For that’s what the word “confect” means – to put something together. In the case of the Mass, it’s the priest putting together bread and wine, along with his spoken words and intention, and, voila!, there’s God himself on the altar! It’s a miracle every time, regardless of how routine it might become for us – or even for the priest. And that’s where I was thinking the parallels between teaching nurses and teaching priests are particularly noteworthy.
I mean, I was already picking up on a correlation in the instruction arena – both groups of educators guiding their respective students in the mechanics of future privileged duties, and delighting in their charges’ anticipation of the day they themselves would be able to fulfill those duties. Moreover, there are additional similarities with regards to the interior preparation naturally accompanying such practical instruction – instilling in our students the attitudes and dispositions that will facilitate a lifetime of service to the people entrusted to their care.
Finally, there’s also a parallel with regards to the day – for the nursing student, the first real shot; the priest, the first real Mass. No more pretending in the lab or seminary; no more dry runs and rehearsals. This is it – the time has come. The new priests will surely have rattled nerves considering what they’re about to undertake. Do seminary instructors have to coach their students at that point like I do mine? Urging them to project a confidence they don’t possess yet, relying instead on our confidence in them?
But that’s about it with regards to the analogies, I’m afraid, for there’s no comparing the actual tasks at hand. Giving a shot correctly and well – even the first time – is imperative for the recipient and the student nurse alike, and for obvious reasons. But saying Mass? Calling down the host of heaven, and traversing millennia to drag into the present Calvary’s awful paradox; holding up created matter, and commanding it to become the Creator himself – this is what the priest does, even that very first time he stumbles and falters his way through the Eucharistic Prayer.
And he’ll be doing it again and again, probably daily, and for the rest of his life. I know nurses can lose touch with the passion for care and service that drove them to nursing school in the first place, and we have to actively guard against that. Do priests have to do the same? Can they forget, in other words, their first love?
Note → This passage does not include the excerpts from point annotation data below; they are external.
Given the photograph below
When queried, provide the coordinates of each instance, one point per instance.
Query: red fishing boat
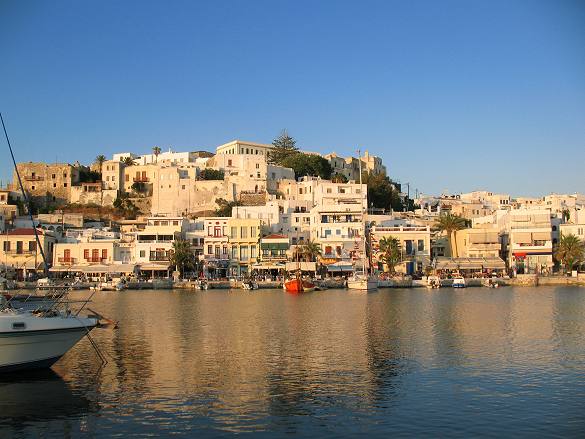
(297, 285)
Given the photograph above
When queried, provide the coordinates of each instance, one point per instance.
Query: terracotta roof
(275, 236)
(24, 232)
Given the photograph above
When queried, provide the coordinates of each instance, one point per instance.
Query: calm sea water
(506, 362)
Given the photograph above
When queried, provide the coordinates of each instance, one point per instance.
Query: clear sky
(457, 95)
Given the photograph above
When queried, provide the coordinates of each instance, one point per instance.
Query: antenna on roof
(26, 199)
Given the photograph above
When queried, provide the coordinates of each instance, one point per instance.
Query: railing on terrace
(96, 259)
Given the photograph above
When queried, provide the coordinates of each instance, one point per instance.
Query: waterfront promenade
(326, 364)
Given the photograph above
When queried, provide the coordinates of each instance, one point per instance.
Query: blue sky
(457, 95)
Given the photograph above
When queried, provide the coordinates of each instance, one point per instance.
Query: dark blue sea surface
(444, 363)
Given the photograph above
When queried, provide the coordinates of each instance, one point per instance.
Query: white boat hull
(38, 348)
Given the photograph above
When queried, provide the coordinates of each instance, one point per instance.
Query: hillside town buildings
(274, 214)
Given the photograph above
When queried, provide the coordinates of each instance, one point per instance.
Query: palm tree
(100, 159)
(182, 257)
(390, 252)
(339, 178)
(449, 224)
(156, 152)
(311, 251)
(128, 161)
(570, 251)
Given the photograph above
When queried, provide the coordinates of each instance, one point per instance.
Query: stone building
(47, 183)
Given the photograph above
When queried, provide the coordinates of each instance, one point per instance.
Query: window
(244, 253)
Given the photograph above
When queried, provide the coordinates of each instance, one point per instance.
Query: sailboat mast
(364, 270)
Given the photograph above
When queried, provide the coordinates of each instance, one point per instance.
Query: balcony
(20, 252)
(96, 260)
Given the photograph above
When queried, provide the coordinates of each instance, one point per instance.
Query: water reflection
(328, 363)
(39, 398)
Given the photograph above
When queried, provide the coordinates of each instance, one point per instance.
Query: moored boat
(298, 285)
(37, 339)
(433, 282)
(362, 282)
(458, 282)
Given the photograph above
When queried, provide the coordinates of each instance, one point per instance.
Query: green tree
(212, 174)
(224, 207)
(284, 145)
(390, 252)
(338, 178)
(156, 152)
(310, 251)
(308, 164)
(128, 161)
(125, 206)
(570, 251)
(99, 160)
(182, 258)
(382, 193)
(449, 223)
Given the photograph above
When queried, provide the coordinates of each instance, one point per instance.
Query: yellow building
(244, 244)
(19, 251)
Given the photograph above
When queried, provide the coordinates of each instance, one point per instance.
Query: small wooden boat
(298, 285)
(433, 282)
(458, 282)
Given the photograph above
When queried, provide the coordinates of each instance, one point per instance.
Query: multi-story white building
(415, 243)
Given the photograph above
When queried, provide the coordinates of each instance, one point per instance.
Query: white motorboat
(201, 284)
(362, 282)
(110, 285)
(30, 340)
(458, 282)
(250, 285)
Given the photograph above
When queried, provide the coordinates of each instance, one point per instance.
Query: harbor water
(443, 363)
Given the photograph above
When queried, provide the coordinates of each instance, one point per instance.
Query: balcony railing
(158, 258)
(20, 252)
(96, 260)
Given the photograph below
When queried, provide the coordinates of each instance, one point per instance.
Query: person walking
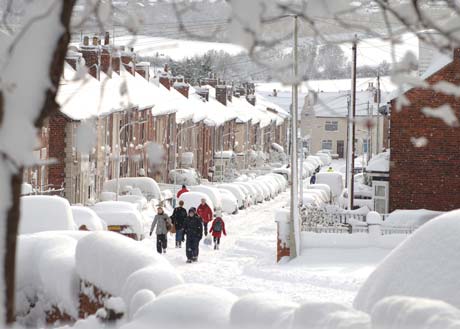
(163, 224)
(182, 191)
(193, 229)
(205, 212)
(217, 228)
(178, 218)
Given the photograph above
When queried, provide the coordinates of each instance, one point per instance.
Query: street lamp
(119, 153)
(222, 154)
(175, 160)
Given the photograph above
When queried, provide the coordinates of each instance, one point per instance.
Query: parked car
(121, 217)
(237, 193)
(41, 213)
(86, 219)
(229, 201)
(211, 192)
(148, 186)
(184, 176)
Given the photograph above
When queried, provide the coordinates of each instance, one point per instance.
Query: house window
(326, 144)
(365, 145)
(331, 126)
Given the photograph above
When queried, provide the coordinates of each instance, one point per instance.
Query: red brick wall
(426, 177)
(57, 125)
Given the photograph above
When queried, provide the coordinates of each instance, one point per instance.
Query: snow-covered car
(229, 201)
(316, 161)
(268, 184)
(284, 171)
(247, 194)
(86, 219)
(334, 180)
(140, 201)
(361, 199)
(253, 191)
(322, 187)
(148, 186)
(122, 217)
(184, 176)
(41, 213)
(325, 158)
(211, 192)
(259, 193)
(237, 193)
(263, 185)
(321, 196)
(193, 199)
(281, 179)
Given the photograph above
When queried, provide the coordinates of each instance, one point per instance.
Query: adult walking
(217, 228)
(205, 212)
(178, 219)
(193, 229)
(182, 191)
(162, 222)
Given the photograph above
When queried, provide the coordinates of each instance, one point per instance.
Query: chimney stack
(221, 94)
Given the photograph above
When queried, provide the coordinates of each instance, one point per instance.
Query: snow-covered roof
(379, 163)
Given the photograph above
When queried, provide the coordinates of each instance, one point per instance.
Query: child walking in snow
(217, 228)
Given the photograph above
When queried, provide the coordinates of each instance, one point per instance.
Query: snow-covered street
(246, 262)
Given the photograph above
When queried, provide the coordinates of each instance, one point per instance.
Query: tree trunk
(47, 108)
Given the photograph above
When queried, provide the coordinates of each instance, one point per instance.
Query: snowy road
(246, 262)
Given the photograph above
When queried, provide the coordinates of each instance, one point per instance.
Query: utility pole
(351, 129)
(295, 223)
(377, 144)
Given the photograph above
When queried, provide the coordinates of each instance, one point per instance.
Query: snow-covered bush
(425, 265)
(262, 311)
(193, 305)
(153, 278)
(45, 213)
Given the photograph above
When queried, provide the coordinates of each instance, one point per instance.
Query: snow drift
(425, 265)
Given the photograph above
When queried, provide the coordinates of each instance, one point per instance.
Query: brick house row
(427, 175)
(125, 105)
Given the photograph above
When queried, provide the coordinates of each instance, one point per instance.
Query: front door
(340, 149)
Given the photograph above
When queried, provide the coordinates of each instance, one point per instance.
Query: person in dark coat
(205, 212)
(182, 190)
(193, 229)
(163, 224)
(217, 228)
(178, 218)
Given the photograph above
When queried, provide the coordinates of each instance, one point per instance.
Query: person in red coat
(205, 212)
(181, 191)
(217, 228)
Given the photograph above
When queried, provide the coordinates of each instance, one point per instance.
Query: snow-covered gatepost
(27, 98)
(283, 223)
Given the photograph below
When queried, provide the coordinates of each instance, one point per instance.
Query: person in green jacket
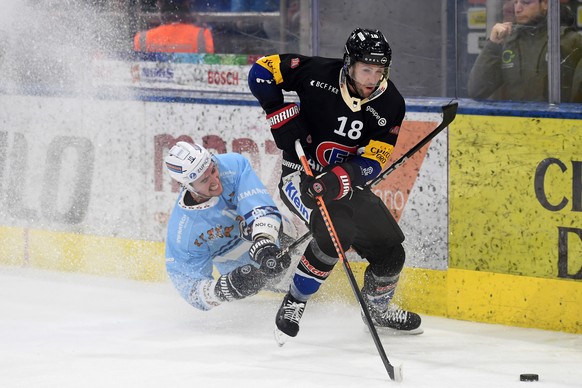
(513, 64)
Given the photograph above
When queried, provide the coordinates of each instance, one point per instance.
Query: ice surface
(70, 330)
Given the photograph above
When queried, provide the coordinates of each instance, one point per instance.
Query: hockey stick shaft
(342, 256)
(449, 114)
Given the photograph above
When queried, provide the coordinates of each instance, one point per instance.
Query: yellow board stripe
(455, 293)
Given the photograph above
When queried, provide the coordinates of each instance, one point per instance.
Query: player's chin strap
(394, 373)
(355, 103)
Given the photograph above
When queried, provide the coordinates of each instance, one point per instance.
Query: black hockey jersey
(342, 128)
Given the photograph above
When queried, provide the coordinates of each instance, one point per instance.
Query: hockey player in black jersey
(348, 120)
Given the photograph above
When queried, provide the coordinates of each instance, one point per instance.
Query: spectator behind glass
(577, 85)
(254, 6)
(176, 34)
(513, 64)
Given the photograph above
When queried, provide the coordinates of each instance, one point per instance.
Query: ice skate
(289, 315)
(395, 320)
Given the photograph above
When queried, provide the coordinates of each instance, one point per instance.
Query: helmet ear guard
(187, 162)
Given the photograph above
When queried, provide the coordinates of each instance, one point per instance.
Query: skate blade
(280, 337)
(389, 331)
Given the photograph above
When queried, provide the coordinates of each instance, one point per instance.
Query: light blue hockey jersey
(216, 233)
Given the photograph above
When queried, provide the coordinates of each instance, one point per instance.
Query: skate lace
(294, 311)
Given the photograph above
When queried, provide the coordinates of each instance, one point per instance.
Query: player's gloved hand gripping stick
(449, 114)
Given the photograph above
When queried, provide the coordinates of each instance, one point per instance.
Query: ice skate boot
(378, 292)
(289, 315)
(395, 318)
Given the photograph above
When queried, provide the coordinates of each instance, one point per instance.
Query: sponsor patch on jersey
(273, 64)
(329, 152)
(395, 130)
(294, 63)
(378, 151)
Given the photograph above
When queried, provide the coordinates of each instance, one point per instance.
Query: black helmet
(368, 46)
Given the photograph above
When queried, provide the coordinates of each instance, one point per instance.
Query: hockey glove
(331, 185)
(265, 253)
(286, 126)
(240, 283)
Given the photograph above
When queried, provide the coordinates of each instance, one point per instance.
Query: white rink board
(94, 167)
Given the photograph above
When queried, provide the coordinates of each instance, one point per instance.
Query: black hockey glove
(330, 185)
(286, 126)
(240, 283)
(265, 253)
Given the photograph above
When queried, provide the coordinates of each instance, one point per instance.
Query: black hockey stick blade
(394, 372)
(449, 114)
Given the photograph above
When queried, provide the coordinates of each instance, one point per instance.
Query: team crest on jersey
(294, 63)
(330, 152)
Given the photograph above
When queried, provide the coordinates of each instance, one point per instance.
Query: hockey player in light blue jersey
(225, 218)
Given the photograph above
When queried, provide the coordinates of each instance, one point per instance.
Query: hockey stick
(449, 114)
(394, 373)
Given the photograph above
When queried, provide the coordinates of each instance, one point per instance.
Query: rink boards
(491, 209)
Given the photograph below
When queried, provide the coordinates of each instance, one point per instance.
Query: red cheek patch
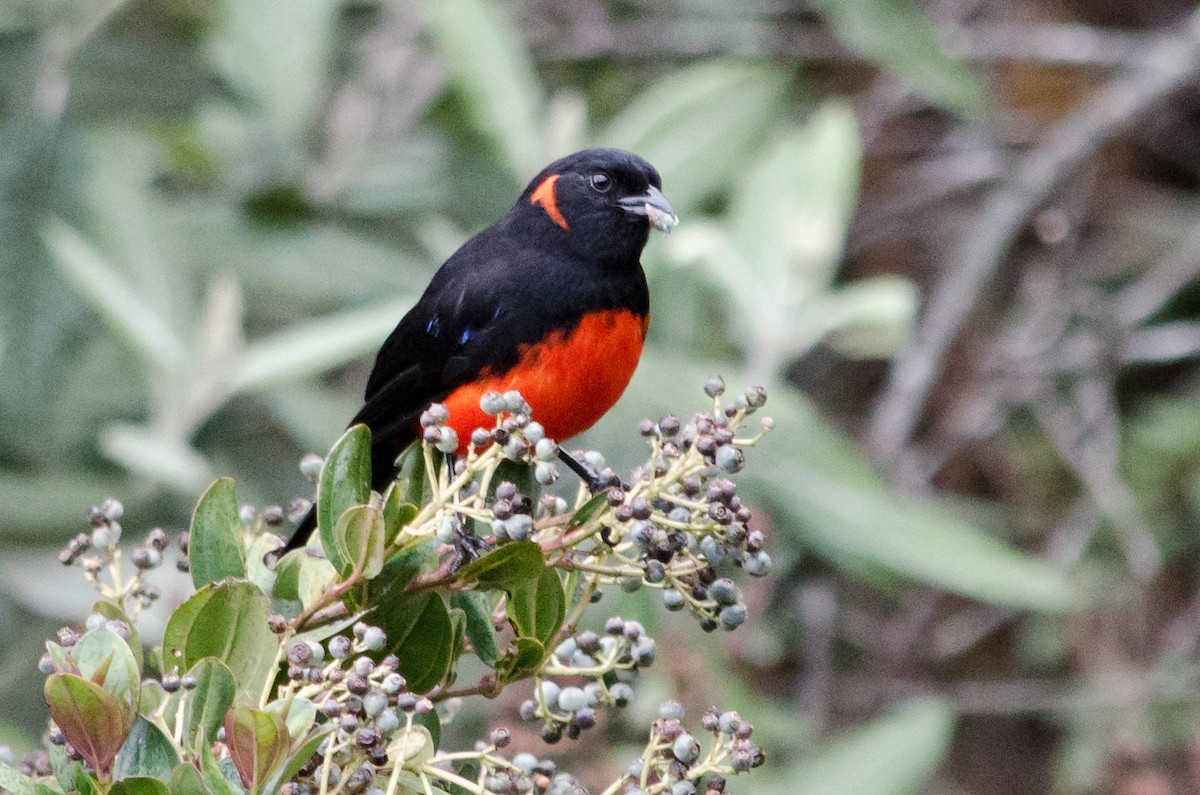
(544, 195)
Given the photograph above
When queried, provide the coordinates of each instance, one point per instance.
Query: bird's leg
(595, 482)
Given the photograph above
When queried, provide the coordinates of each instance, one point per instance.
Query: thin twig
(973, 264)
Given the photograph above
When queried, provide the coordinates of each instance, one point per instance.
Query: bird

Pope John Paul II thought so, which is evident in his apostolic exhortation on priestly formation, Pastores Dabo Vobis. “Live the mystery that has been placed in your hands,” St. John Paul wrote, calling to mind the charge given priests in the Rite of Ordination, “when the offerings of the holy people for the eucharistic sacrifice are placed in his hands.” That mystery is the Lord Jesus himself, of course, who is the source and summit of the Christian life, and whom the priest is directed to enflesh in a particular and irreplaceable way through his life and ministry. The Pope continued:
For this to be so, there is need for great vigilance and lively awareness. Once again, the Rite of Ordination introduces these words with this recommendation: “Beware of what you will be doing.”
“Beware,” the Rite warns – these are dire matters indeed.
Please join me in praying for our priests. We all require the medicine God provides us through their hands; they, in turn, deserve our unflagging support and gratitude.